A União Europeia nasceu, em 1957, como Mercado Comum Europeu, unindo seis países. Seu objetivo mínimo era ampliar o comércio entre os membros e, assim, a produção em cada um deles. Já seu objetivo maior era impedir guerras: se para fazer aço era preciso carvão alemão e ferro francês, então ou um país roubava do outro o insumo que lhe faltava, ou os dois se aliariam. Aliaram-se. Com o tempo, o Mercado Europeu foi muito além de sua cópia sul-americana, o Mercosul. Autorizou seus cidadãos a viver e a trabalhar em qualquer dos países-membros, padronizou produtos, criou um Parlamento comum, cresceu. E em 1999 seus ministros da Educação assinaram a declaração de Bolonha, que depois seria endossada por outros países, hoje totalizando 47 - incluindo dezenove que não estão na União Europeia.

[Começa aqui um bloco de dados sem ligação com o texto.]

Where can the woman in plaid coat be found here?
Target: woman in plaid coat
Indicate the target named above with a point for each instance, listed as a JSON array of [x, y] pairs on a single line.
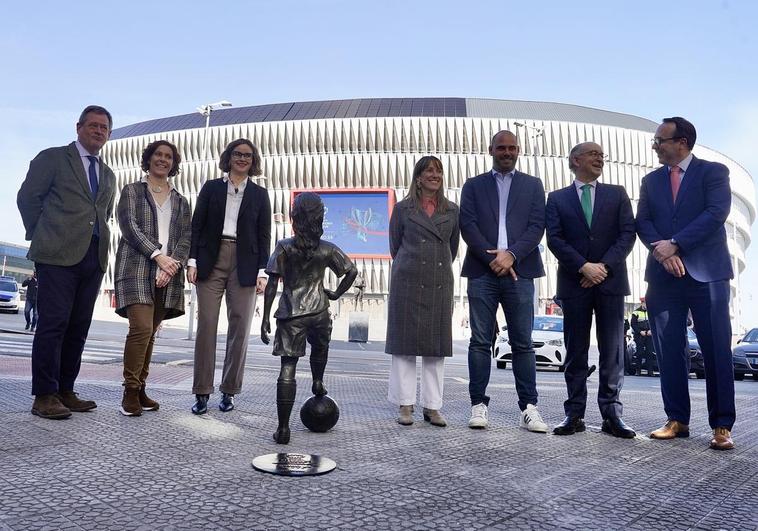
[[424, 238], [155, 240]]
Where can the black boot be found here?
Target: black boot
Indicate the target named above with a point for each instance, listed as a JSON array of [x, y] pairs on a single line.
[[285, 399], [201, 405], [227, 402]]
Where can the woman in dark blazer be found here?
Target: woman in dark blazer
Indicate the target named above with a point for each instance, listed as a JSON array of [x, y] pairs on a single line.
[[155, 239], [424, 238], [231, 239]]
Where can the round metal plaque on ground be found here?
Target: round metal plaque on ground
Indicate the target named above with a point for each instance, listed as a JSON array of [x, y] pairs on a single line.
[[291, 464]]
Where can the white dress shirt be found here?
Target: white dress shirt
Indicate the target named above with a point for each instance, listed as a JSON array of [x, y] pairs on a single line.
[[83, 153], [579, 185], [683, 166]]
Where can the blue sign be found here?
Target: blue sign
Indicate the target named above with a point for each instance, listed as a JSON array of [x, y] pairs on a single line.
[[357, 222]]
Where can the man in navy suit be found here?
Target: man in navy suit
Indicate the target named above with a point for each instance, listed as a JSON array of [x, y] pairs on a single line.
[[502, 220], [680, 218], [590, 230]]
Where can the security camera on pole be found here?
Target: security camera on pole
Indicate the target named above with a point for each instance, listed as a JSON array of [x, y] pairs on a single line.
[[206, 111]]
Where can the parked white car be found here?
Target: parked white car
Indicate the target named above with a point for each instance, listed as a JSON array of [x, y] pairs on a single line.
[[9, 295], [547, 339]]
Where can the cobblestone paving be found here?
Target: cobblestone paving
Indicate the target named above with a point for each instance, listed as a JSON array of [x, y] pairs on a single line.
[[171, 470]]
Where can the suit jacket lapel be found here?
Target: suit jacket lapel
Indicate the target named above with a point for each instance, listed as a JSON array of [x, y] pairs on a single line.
[[78, 166], [600, 198], [247, 197], [420, 218], [692, 173], [492, 196], [573, 198], [517, 183]]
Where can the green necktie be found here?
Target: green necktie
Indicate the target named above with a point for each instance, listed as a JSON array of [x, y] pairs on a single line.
[[587, 203]]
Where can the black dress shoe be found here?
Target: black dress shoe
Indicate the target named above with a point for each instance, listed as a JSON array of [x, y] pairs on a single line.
[[201, 405], [570, 426], [616, 427], [227, 402]]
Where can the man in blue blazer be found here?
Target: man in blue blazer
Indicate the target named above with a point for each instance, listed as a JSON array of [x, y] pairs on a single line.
[[590, 230], [680, 218], [502, 221]]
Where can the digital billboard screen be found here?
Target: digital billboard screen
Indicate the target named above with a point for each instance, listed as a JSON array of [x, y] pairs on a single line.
[[357, 220]]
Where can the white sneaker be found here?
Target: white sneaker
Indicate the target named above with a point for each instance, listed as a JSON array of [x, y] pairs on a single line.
[[478, 419], [531, 420]]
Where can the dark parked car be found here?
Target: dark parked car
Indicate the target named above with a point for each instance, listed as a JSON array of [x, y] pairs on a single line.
[[632, 362], [745, 356]]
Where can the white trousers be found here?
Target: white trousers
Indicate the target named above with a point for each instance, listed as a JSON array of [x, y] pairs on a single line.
[[402, 384]]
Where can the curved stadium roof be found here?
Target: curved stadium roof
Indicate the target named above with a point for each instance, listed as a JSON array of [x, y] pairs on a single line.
[[389, 107]]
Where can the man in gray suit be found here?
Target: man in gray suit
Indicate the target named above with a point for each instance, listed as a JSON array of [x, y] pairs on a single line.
[[65, 202]]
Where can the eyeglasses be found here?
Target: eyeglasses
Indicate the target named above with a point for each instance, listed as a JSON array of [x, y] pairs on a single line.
[[657, 141], [240, 155], [594, 154]]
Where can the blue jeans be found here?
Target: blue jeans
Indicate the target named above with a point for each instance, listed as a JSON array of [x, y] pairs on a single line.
[[517, 299]]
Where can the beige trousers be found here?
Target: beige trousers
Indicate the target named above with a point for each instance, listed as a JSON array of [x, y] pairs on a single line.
[[240, 301]]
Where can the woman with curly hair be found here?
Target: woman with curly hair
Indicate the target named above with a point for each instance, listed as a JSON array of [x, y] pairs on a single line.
[[424, 238], [231, 239]]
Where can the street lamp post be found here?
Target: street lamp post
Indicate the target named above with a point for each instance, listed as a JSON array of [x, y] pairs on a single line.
[[206, 111], [533, 133]]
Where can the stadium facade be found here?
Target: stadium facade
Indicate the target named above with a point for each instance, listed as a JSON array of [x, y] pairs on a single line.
[[374, 143]]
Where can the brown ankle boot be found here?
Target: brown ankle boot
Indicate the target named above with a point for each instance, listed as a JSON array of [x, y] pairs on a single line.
[[130, 405], [49, 407], [147, 403], [405, 417]]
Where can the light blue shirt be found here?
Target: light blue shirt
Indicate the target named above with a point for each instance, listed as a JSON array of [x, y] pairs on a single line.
[[83, 153], [503, 182]]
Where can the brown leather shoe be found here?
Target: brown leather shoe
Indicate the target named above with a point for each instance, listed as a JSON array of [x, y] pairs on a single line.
[[74, 403], [130, 404], [147, 403], [434, 417], [49, 407], [722, 439], [671, 430]]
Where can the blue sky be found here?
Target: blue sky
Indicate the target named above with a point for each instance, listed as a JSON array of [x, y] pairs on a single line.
[[145, 60]]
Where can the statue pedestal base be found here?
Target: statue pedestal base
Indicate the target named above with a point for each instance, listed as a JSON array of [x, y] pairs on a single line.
[[358, 327], [291, 464]]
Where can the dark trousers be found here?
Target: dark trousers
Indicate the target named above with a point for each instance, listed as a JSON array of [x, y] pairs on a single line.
[[577, 324], [30, 313], [668, 304], [65, 300], [485, 293]]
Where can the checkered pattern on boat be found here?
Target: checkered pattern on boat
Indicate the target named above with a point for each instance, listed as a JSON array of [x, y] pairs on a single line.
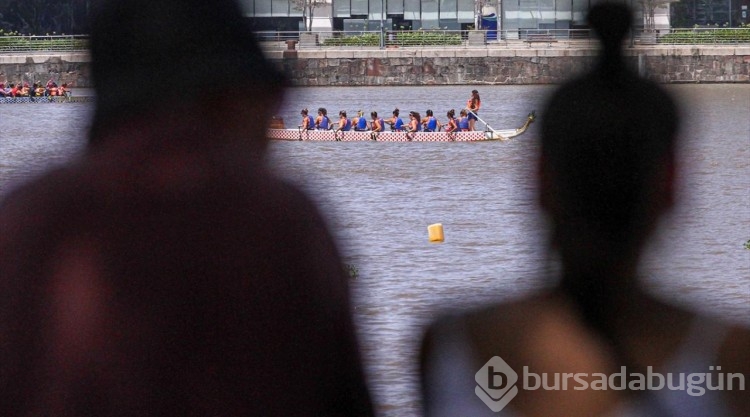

Seu ponto talvez central é promover uma enorme mobilidade estudantil. Um universitário pode começar seu curso num país, fazer matérias em outra universidade (ou país) e usar os créditos assim obtidos com certa facilidade. É o que se chama portabilidade de créditos. Imaginem isso aqui. Se um brasileiro for trabalhar dois anos na Argentina e levar os filhos crianças ou adolescentes, terá muito trabalho para revalidar os cursos que fizeram na escola básica. O que é de um absurdo total! É óbvio que, se meu filho passar dois anos em Buenos Aires, ele até poderá voltar ao Brasil cometendo alguns erros de português - mas dominando a língua, os costumes, a cultura de nosso principal aliado e parceiro. Em poucos meses, alcançará os colegas brasileiros no que lhe ficou faltando, e poderá repassar a eles muito do que aprendeu. Mas não temos previsão, em nosso sistema escolar, para um "fast track" nessa direção. Ao contrário, burocratizamos tudo isso. E no ensino superior ou na pós-graduação, a desconfiança é ainda maior.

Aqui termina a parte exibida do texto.